Y uno, que conoce muy bien el entramado porque es músico, es escritor, es académico y bibliotecario, y ha apoyado el Open Access, y ha publicado con Creative Commons, y sabe muy bien cómo funcionan las tripas del monstruo editorial, se pregunta, en el colmo del asco y del asombro: pero ¿qué me están contando?

Y se queda callado, porque explicar las cosas es inútil: hay demasiados zánganos, moscones, tábanos y sanguijuelas intermediarias interesadas en que las cosas no cambien, en que todo siga igual, y en que las nuevas tecnologías se usen, sí, pero hasta donde ellos decidan. Ni un paso más allá, por favor, no vaya a ser que se les derrumbe el castillo de naipes...

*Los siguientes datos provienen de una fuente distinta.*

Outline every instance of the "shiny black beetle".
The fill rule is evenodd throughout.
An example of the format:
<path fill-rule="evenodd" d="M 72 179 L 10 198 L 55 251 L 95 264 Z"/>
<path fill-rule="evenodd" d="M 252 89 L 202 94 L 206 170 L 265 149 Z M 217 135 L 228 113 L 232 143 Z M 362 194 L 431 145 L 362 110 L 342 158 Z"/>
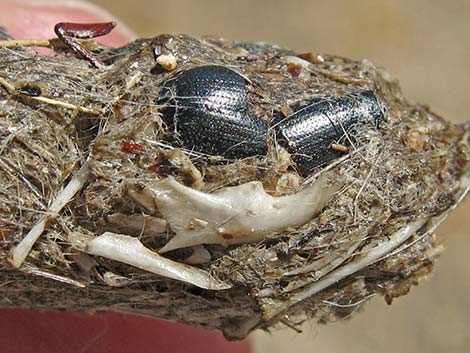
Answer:
<path fill-rule="evenodd" d="M 172 138 L 189 149 L 244 158 L 267 151 L 268 123 L 248 112 L 245 79 L 223 66 L 177 74 L 163 86 L 163 117 Z"/>
<path fill-rule="evenodd" d="M 385 110 L 374 92 L 339 98 L 313 99 L 292 107 L 290 116 L 274 119 L 278 141 L 293 154 L 302 170 L 310 170 L 344 154 L 333 143 L 348 146 L 348 133 L 362 124 L 385 120 Z"/>
<path fill-rule="evenodd" d="M 178 73 L 163 85 L 159 104 L 174 143 L 225 158 L 267 152 L 268 123 L 249 113 L 246 81 L 231 69 L 205 65 Z M 347 145 L 345 136 L 355 126 L 385 118 L 372 91 L 314 99 L 292 109 L 290 116 L 278 114 L 270 128 L 301 171 L 340 156 L 331 144 Z"/>

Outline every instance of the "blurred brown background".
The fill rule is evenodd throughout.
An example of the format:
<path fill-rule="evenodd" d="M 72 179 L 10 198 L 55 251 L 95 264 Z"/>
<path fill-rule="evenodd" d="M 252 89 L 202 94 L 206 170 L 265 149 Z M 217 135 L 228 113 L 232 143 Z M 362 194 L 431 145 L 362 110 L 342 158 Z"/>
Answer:
<path fill-rule="evenodd" d="M 470 1 L 93 0 L 139 36 L 163 32 L 269 41 L 368 58 L 412 100 L 470 120 Z M 256 353 L 470 352 L 470 198 L 438 230 L 447 250 L 429 280 L 387 306 L 374 298 L 352 320 L 304 332 L 252 335 Z M 467 217 L 466 217 L 467 215 Z"/>

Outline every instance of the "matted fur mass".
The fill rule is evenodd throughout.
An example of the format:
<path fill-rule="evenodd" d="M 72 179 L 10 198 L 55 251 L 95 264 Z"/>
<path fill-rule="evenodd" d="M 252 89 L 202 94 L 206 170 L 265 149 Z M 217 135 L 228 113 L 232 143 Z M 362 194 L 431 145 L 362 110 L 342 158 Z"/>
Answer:
<path fill-rule="evenodd" d="M 174 71 L 158 67 L 156 48 L 174 57 Z M 434 230 L 469 187 L 468 124 L 446 122 L 406 100 L 367 60 L 299 58 L 265 43 L 186 35 L 98 48 L 97 55 L 106 68 L 0 47 L 0 306 L 119 310 L 240 339 L 277 323 L 349 316 L 374 294 L 391 302 L 431 270 L 440 252 Z M 207 64 L 242 75 L 250 113 L 271 126 L 275 114 L 288 114 L 296 103 L 363 91 L 375 93 L 387 119 L 348 131 L 349 153 L 308 173 L 298 171 L 273 129 L 265 156 L 224 160 L 177 148 L 167 138 L 160 88 L 175 73 Z M 64 209 L 47 214 L 84 163 L 83 187 Z M 276 199 L 319 176 L 332 194 L 304 224 L 275 228 L 254 242 L 158 255 L 189 264 L 220 290 L 89 249 L 106 232 L 132 236 L 155 253 L 169 243 L 170 219 L 146 192 L 159 179 L 171 177 L 197 195 L 259 182 Z M 13 250 L 41 220 L 44 232 L 13 268 Z M 188 227 L 206 223 L 197 218 Z"/>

En fin... Si hay algo que me sigue repateando el hígado, a pesar de que ya cargo unos cuantos años a cuestas y debería estar curado de espanto, son las mentiras que se repiten mil y una veces para que, después de cierto tiempo, nos parezcan verdades.

Y supongo que me sigue afectando tanto porque, tras todos estos años de ver mentirosos engañándonos con su cara más dura, y de verlos burlarse de nosotros en el mismo momento en el que estaban hundiéndonos hasta el cuello en la mierda, no he visto que nadie pagara por sus errores. Todos se han marchado libres, ricos y limpios, riéndose de nosotros, los pobres diablos que, además de haber tenido que soportar sus mentiras y los efectos de las mismas, siempre hemos tenido que pagar los platos rotos.

Dudo que esto vaya a cambiar. Supongo que antes, mucho antes, mi pobre hígado terminará reventando. Y yo con él.